Le rapprochement avec Ecolab est une excellente nouvelle en matière d’emploi

 

Décideurs. Quel bilan faites-vous des trois années passées aux côtés d’Ardian ?

Nous avons eu une excellente relation. Je dois vous avouer que je ne m’attendais pas à cela. L’image des fonds d’investissement n’est pas forcement positive alors qu’en pratique nous avons trouvé en eux de vrais supporters, au sens anglais du terme. Pendant ces trois ans à leurs côtés, les Laboratoires Anios ont réalisé un grand nombre d’opérations de croissance externe. Cette période a été matérialisée par une forte croissance. Lorsqu’une cible était détectée, nous avons à chaque fois pu agir très vite.

 

Décideurs. Est-il possible de mettre en place une stratégie de développement à long terme lorsque vous avez pour principal actionnaire un fonds dont l’horizon d’investissement est de 3 à 7 ans ?

Ce n’est pas leur objectif.
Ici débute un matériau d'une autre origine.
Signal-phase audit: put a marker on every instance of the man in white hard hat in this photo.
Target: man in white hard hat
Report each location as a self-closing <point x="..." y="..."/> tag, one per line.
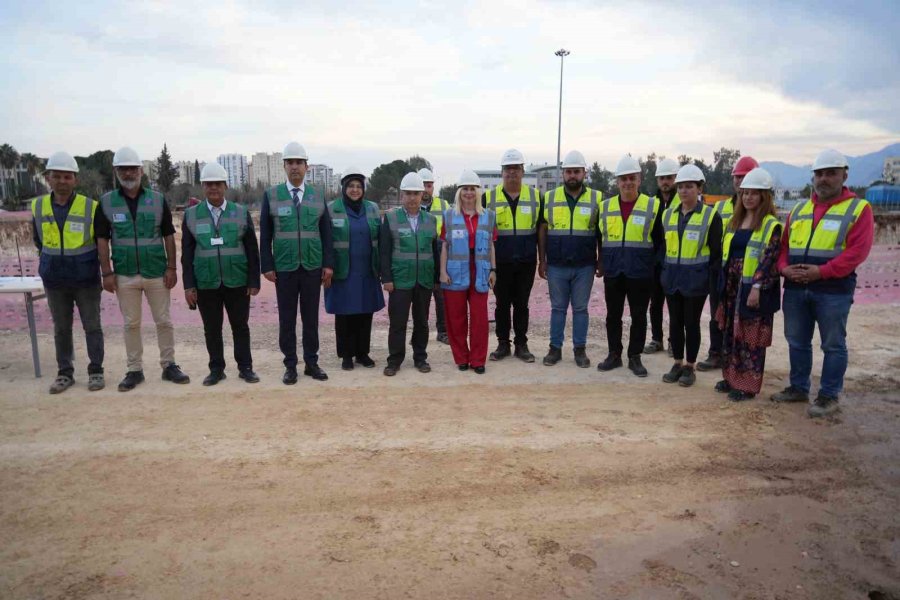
<point x="518" y="209"/>
<point x="142" y="237"/>
<point x="410" y="265"/>
<point x="437" y="206"/>
<point x="220" y="267"/>
<point x="569" y="246"/>
<point x="825" y="239"/>
<point x="66" y="225"/>
<point x="297" y="255"/>
<point x="666" y="170"/>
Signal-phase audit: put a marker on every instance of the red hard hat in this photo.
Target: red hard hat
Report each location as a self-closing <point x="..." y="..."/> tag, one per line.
<point x="744" y="165"/>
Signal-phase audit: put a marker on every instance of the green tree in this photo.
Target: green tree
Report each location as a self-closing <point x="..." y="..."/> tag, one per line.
<point x="166" y="172"/>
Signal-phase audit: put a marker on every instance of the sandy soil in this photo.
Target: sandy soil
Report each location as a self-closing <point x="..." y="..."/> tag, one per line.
<point x="527" y="482"/>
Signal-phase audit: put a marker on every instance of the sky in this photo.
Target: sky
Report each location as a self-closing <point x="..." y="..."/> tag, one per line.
<point x="363" y="83"/>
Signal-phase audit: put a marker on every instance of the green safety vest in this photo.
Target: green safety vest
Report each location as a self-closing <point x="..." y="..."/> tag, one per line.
<point x="340" y="229"/>
<point x="412" y="258"/>
<point x="223" y="264"/>
<point x="296" y="241"/>
<point x="137" y="247"/>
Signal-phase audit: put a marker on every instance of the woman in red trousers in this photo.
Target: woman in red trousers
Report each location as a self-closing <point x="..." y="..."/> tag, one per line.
<point x="468" y="271"/>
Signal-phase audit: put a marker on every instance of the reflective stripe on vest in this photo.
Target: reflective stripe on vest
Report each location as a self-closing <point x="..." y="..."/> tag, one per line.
<point x="521" y="222"/>
<point x="578" y="222"/>
<point x="78" y="230"/>
<point x="691" y="248"/>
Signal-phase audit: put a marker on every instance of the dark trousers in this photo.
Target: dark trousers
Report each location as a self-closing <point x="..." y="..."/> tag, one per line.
<point x="684" y="325"/>
<point x="353" y="334"/>
<point x="657" y="302"/>
<point x="303" y="287"/>
<point x="62" y="304"/>
<point x="616" y="291"/>
<point x="236" y="303"/>
<point x="399" y="304"/>
<point x="513" y="289"/>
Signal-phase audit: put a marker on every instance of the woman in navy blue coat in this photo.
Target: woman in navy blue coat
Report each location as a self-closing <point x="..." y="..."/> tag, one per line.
<point x="355" y="293"/>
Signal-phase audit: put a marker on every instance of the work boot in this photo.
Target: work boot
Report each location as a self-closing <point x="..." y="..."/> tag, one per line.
<point x="713" y="361"/>
<point x="553" y="356"/>
<point x="636" y="366"/>
<point x="581" y="358"/>
<point x="823" y="406"/>
<point x="523" y="353"/>
<point x="790" y="394"/>
<point x="502" y="351"/>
Les fonds souhaitent en priorité réaliser une plus-value et sortir à moyen terme. Cette stratégie a le mérite de la clarté. Compte tenu de la valorisation de l’entreprise, repartir avec un autre fonds d’investissement était difficilement envisageable. Il aurait fallu pour cela s’endetter de manière importante. Je craignais également qu’avec un nouveau fonds, il aurait fallu recourir à une gestion très serrée pour amortir son investissement. Or, ce n’était pas notre but. Avec Ecolab nous avons noué une excellente relation, ils respectent l’entreprise et comptent sur nous. Le secteur de la santé est devenu un axe de développement majeur pour eux.
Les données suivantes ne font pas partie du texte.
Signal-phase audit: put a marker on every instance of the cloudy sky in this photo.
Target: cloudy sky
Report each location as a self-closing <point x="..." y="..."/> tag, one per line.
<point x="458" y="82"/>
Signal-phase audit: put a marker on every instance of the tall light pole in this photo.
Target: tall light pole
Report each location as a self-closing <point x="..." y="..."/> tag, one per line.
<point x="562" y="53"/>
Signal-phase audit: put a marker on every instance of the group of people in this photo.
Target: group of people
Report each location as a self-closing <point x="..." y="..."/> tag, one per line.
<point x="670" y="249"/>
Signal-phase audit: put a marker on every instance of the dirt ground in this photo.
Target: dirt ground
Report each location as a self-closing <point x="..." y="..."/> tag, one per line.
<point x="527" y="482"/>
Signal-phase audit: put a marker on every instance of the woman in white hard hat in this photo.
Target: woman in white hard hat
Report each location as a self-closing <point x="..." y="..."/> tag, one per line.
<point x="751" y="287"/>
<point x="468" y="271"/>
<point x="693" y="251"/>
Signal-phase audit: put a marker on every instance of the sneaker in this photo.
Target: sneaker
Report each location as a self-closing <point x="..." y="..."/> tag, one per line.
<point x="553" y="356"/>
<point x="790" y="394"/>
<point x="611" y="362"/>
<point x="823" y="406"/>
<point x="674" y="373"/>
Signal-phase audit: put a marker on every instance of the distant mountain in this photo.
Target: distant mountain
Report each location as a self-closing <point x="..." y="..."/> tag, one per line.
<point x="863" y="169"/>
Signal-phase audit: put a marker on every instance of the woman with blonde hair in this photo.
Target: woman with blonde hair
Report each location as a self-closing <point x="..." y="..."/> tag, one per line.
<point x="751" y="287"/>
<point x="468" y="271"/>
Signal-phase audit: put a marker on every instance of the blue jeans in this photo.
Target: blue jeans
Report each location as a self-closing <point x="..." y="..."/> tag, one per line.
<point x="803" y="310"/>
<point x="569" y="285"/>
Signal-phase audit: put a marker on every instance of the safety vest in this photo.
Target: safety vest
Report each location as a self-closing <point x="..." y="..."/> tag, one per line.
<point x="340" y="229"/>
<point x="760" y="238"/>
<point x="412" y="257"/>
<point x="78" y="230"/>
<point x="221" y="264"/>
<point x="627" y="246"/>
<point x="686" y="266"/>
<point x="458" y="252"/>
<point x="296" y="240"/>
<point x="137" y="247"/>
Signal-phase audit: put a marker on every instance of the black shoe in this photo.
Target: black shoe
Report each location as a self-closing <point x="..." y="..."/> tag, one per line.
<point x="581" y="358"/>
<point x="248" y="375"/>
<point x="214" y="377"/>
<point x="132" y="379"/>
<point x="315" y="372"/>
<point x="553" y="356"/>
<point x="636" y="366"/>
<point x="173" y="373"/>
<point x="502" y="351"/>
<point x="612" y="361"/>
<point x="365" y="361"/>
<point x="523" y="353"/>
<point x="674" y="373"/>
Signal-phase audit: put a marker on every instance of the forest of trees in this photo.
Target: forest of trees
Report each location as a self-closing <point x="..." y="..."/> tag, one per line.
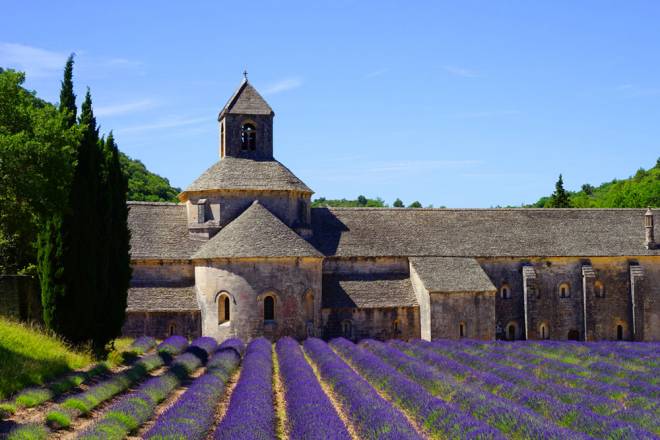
<point x="639" y="191"/>
<point x="63" y="211"/>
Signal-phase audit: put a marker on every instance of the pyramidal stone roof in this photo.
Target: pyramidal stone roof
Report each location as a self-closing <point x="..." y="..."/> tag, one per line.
<point x="248" y="174"/>
<point x="256" y="233"/>
<point x="246" y="101"/>
<point x="451" y="274"/>
<point x="160" y="231"/>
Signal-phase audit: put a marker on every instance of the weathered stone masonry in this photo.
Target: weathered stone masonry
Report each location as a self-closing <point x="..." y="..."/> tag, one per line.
<point x="245" y="255"/>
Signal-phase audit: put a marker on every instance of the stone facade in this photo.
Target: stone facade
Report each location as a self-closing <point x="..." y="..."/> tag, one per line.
<point x="245" y="255"/>
<point x="291" y="282"/>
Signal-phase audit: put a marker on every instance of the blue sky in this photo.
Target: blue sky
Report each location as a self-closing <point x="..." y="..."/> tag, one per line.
<point x="462" y="104"/>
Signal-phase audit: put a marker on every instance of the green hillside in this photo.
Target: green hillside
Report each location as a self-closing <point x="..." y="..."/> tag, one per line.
<point x="143" y="185"/>
<point x="638" y="191"/>
<point x="29" y="356"/>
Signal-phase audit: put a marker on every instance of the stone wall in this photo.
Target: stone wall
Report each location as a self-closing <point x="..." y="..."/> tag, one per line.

La poursuite de notre politique de croissance externe est l’une de nos priorités

 

DécideursQu’attendez-vous d’Ecolab, votre nouvel actionnaire ?
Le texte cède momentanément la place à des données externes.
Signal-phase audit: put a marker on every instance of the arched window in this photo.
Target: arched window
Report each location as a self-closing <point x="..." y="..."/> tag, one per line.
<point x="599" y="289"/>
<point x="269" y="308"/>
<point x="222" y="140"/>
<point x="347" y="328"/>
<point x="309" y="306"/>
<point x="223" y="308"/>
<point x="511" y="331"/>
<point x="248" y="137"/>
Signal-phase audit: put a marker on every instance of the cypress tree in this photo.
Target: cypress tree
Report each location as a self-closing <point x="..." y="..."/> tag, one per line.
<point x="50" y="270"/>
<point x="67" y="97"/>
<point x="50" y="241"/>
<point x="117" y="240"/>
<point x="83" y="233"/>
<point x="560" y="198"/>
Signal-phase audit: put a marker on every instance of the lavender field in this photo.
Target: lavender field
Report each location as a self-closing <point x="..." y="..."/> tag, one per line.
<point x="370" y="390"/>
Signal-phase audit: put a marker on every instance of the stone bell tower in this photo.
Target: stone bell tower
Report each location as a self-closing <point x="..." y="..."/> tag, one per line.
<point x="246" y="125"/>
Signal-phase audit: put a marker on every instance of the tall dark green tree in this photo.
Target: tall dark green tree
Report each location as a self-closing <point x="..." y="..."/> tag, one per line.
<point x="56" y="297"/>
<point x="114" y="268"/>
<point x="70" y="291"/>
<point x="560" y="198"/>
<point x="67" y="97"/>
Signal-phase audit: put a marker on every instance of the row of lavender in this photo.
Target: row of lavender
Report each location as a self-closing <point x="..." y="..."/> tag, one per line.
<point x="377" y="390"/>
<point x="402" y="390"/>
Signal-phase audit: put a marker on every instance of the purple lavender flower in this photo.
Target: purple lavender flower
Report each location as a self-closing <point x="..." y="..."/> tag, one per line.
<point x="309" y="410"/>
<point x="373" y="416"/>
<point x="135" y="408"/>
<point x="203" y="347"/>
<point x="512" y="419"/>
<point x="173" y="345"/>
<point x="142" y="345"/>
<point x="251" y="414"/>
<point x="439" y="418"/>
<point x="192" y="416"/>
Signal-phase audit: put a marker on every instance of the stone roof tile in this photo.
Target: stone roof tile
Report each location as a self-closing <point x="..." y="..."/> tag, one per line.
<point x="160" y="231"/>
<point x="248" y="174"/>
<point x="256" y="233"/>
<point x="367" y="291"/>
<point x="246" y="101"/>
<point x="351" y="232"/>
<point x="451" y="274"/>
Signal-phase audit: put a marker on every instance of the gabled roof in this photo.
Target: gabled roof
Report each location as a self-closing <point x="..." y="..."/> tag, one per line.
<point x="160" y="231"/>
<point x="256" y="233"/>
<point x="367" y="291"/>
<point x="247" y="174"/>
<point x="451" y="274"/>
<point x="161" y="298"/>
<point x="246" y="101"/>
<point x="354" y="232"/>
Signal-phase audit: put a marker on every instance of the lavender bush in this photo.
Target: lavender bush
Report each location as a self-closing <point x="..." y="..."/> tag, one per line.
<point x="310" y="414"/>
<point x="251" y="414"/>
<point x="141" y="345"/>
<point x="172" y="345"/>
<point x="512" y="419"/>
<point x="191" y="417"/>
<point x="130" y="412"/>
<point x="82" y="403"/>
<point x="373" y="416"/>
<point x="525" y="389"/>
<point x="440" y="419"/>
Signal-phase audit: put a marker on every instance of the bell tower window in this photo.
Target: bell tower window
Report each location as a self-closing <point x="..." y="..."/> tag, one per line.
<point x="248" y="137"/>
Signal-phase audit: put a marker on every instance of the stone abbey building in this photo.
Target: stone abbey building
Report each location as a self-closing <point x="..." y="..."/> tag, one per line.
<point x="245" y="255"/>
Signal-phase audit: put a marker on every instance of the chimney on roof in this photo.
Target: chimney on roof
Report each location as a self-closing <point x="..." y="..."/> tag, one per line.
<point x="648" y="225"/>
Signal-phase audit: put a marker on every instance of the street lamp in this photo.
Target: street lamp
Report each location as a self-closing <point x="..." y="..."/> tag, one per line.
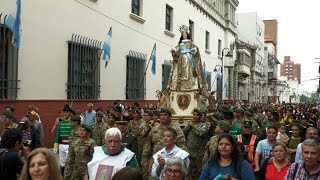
<point x="219" y="91"/>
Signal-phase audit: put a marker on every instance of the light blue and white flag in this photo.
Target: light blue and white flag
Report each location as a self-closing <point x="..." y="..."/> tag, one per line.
<point x="154" y="60"/>
<point x="13" y="24"/>
<point x="107" y="48"/>
<point x="205" y="74"/>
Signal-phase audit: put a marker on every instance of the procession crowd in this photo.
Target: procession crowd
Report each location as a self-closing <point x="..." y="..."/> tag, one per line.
<point x="231" y="141"/>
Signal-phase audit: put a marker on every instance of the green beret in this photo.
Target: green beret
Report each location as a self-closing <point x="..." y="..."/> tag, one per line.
<point x="254" y="108"/>
<point x="250" y="110"/>
<point x="8" y="114"/>
<point x="224" y="125"/>
<point x="75" y="118"/>
<point x="217" y="115"/>
<point x="86" y="127"/>
<point x="198" y="111"/>
<point x="100" y="114"/>
<point x="239" y="110"/>
<point x="148" y="111"/>
<point x="112" y="114"/>
<point x="248" y="113"/>
<point x="156" y="112"/>
<point x="166" y="110"/>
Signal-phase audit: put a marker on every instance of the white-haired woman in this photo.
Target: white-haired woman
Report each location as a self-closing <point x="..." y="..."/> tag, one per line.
<point x="175" y="169"/>
<point x="110" y="157"/>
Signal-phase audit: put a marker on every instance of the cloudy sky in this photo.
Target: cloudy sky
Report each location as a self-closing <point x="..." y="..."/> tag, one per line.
<point x="298" y="32"/>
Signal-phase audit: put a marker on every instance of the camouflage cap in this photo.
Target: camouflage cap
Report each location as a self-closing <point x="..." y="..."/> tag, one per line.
<point x="223" y="108"/>
<point x="148" y="111"/>
<point x="247" y="124"/>
<point x="198" y="111"/>
<point x="239" y="110"/>
<point x="166" y="110"/>
<point x="254" y="108"/>
<point x="156" y="112"/>
<point x="217" y="115"/>
<point x="122" y="119"/>
<point x="75" y="118"/>
<point x="224" y="125"/>
<point x="248" y="113"/>
<point x="250" y="110"/>
<point x="100" y="114"/>
<point x="8" y="114"/>
<point x="86" y="127"/>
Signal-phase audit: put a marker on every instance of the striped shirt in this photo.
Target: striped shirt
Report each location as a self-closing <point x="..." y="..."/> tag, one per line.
<point x="63" y="132"/>
<point x="301" y="173"/>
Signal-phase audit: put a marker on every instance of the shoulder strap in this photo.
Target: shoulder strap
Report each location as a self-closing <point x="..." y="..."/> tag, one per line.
<point x="295" y="170"/>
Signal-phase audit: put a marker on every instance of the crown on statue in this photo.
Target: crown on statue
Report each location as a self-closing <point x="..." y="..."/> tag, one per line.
<point x="183" y="28"/>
Avec 14 milliards de dollars de chiffre d’affaires, Ecolab se positionne comme l’un des acteurs très puissants des technologies et services de l'eau, de l'hygiène et de l'énergie. Jusqu’à présent, la société était très présente en France sur le secteur de l’agro-alimentaire, de l’hôtellerie et de la restauration mais assez peu sur celui de la santé. Pour s’y développer, elle a donc créé une branche autonome « healthcare » et compte s’appuyer sur nous. Dans plusieurs grand pays (Chine, Émirats arabes unis, Brésil…) la firme américaine dispose d’une usine, d’un département regulatory, des infrastructures ou d’une logistique très puissante. L’idée est de nous permettre de disposer de ces différentes plates-formes pour développer notre activité. Cela correspond aussi à notre désir de pouvoir produire localement : une stratégie qui nous permet d’être plus réactifs et d’éviter les taxes à l’importation, les pays étant de plus en plus protectionnistes.

 

Décideurs. Depuis 2013, des opérations de croissance externe vous ont permis d’accélérer votre développement en France (Hysis Medical) et à l’étranger (Brésil, Espagne, Turquie). Cette stratégie va-t-elle se poursuivre ?

La poursuite de notre politique de croissance externe (Chine, Amérique du Sud, Asie, Moyen-Orient) est l’une de nos priorités. La santé représente pour l’instant 700 millions d’euros de chiffre d’affaires pour le groupe Ecolab. Pour y parvenir, nous avons conscience que la croissance organique ne suffira peut-être pas.